We went through some basic stuff you need to understand to configure nginx in an old blog. After writing that I had to work on another project which was a bit messy. So I went over more stuff, and I thought I would write about it.

Before going into the blog, let me go in what is the situation that I was in.

I had two frontend (static file) endpoints and two apis. Let us call the frontends f1 and f2 and the apis a1 and a2.

f1 is a completely independent one with no backend. f2 depends on both a1 and a2.

There was some things we did in the frontend. Request from f2 to a1 was prefixed by /a1 which had to be removed before we could process in the api a1. Same for a2.

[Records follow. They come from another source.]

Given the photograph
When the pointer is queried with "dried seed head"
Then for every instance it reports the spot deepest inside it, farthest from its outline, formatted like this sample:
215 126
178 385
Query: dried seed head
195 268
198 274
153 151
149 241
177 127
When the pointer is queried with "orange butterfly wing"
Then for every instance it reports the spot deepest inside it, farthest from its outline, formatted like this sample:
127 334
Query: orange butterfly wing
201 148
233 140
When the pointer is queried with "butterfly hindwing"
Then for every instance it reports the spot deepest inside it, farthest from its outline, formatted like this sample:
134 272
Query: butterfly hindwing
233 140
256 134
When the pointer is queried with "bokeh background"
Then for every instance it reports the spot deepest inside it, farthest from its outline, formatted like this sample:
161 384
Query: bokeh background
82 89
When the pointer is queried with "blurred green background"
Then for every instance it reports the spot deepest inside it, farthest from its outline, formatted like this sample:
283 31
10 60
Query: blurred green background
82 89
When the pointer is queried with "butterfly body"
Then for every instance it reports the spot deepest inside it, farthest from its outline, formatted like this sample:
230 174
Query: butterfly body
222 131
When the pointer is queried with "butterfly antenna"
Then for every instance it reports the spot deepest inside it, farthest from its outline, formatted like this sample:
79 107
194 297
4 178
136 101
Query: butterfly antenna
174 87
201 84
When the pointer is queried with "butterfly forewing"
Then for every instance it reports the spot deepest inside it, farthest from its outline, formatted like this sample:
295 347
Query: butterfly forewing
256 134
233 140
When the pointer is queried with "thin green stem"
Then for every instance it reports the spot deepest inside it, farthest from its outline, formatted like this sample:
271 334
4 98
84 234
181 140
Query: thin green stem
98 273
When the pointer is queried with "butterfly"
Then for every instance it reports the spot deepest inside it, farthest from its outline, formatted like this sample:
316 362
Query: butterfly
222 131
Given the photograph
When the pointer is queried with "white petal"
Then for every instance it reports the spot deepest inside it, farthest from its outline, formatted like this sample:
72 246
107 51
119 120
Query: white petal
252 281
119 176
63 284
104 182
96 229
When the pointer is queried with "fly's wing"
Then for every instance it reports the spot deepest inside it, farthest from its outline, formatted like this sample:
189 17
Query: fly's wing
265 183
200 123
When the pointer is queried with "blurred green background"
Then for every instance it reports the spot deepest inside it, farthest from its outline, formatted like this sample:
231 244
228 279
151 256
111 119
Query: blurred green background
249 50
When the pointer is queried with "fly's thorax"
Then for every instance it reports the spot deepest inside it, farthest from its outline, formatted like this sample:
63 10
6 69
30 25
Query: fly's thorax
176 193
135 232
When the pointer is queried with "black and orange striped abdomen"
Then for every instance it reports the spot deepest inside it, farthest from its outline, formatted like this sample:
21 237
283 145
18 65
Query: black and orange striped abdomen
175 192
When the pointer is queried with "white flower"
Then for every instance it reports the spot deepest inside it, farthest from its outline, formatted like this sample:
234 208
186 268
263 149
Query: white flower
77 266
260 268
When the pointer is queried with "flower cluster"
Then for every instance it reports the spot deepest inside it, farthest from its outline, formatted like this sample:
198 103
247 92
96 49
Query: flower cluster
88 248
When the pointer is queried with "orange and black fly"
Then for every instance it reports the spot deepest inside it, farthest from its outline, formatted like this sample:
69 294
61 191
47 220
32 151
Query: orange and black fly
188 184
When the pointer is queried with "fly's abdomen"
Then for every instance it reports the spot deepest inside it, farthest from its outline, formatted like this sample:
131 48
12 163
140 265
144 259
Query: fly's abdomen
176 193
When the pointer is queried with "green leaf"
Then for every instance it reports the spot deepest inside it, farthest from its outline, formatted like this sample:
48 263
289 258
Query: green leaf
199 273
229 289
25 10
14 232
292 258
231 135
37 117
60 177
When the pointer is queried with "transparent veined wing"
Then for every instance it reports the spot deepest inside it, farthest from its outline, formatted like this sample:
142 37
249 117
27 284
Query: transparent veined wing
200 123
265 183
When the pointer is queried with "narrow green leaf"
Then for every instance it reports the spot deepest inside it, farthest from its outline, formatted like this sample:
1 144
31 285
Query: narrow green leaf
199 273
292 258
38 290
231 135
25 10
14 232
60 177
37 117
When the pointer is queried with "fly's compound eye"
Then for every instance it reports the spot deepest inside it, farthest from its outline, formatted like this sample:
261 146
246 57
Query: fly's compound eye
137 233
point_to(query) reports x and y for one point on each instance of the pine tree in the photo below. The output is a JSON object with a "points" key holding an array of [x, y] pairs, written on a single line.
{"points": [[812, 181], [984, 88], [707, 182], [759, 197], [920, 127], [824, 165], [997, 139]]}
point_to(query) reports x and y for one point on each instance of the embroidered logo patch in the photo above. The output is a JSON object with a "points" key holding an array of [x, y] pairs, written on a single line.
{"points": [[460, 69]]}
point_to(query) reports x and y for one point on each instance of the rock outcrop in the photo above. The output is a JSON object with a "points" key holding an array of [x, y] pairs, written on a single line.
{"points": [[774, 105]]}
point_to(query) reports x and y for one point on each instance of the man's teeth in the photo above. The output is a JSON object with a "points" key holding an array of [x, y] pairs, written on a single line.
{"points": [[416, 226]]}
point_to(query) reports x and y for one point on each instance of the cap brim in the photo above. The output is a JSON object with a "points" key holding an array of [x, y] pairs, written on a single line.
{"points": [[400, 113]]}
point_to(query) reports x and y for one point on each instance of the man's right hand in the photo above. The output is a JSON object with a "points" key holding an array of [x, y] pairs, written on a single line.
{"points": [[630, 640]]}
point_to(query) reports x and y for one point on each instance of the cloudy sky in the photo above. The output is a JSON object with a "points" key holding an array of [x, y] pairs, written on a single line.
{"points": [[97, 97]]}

Here is the important part of the config ended up using.

server {
    server_name mysite.com;

    root /home/meain/f1/dist;
    index index.html;

    location /f2 {
      alias /home/meain/f2/dist;
    }

    location / {
      try_files $uri $uri/ =404;
      expires max;
    }

    location /api2 {
        rewrite ^/api2/(.*)$ /$1 break;
        proxy_pass http://localhost:8001;
    }

    location /api1 {
      rewrite /api1/(.*)$ /$1 last;
      proxy_pass http://localhost:8000;
    }
}

Essentially I just want to introduce you to alias and rewrite.

So, if you check the location / block, it checks for the static file and if it cannot find it, it returns 404. You could check out about returning a custom 404 page here

For f2, we just change the location where nginx checks for the files by using the alias keyword.

Now for using the backends, we have to remove the extra /api1 or /api2 in front For this we make use of the rewrite keyword.

We use rewrite to write a regex that will transform the incoming request url. Here we are using capture groups to just remove the /api1 or /api2 in front.

And, guess what, it works.

Well, this is a small one, but I am guessing it came in handy for someone.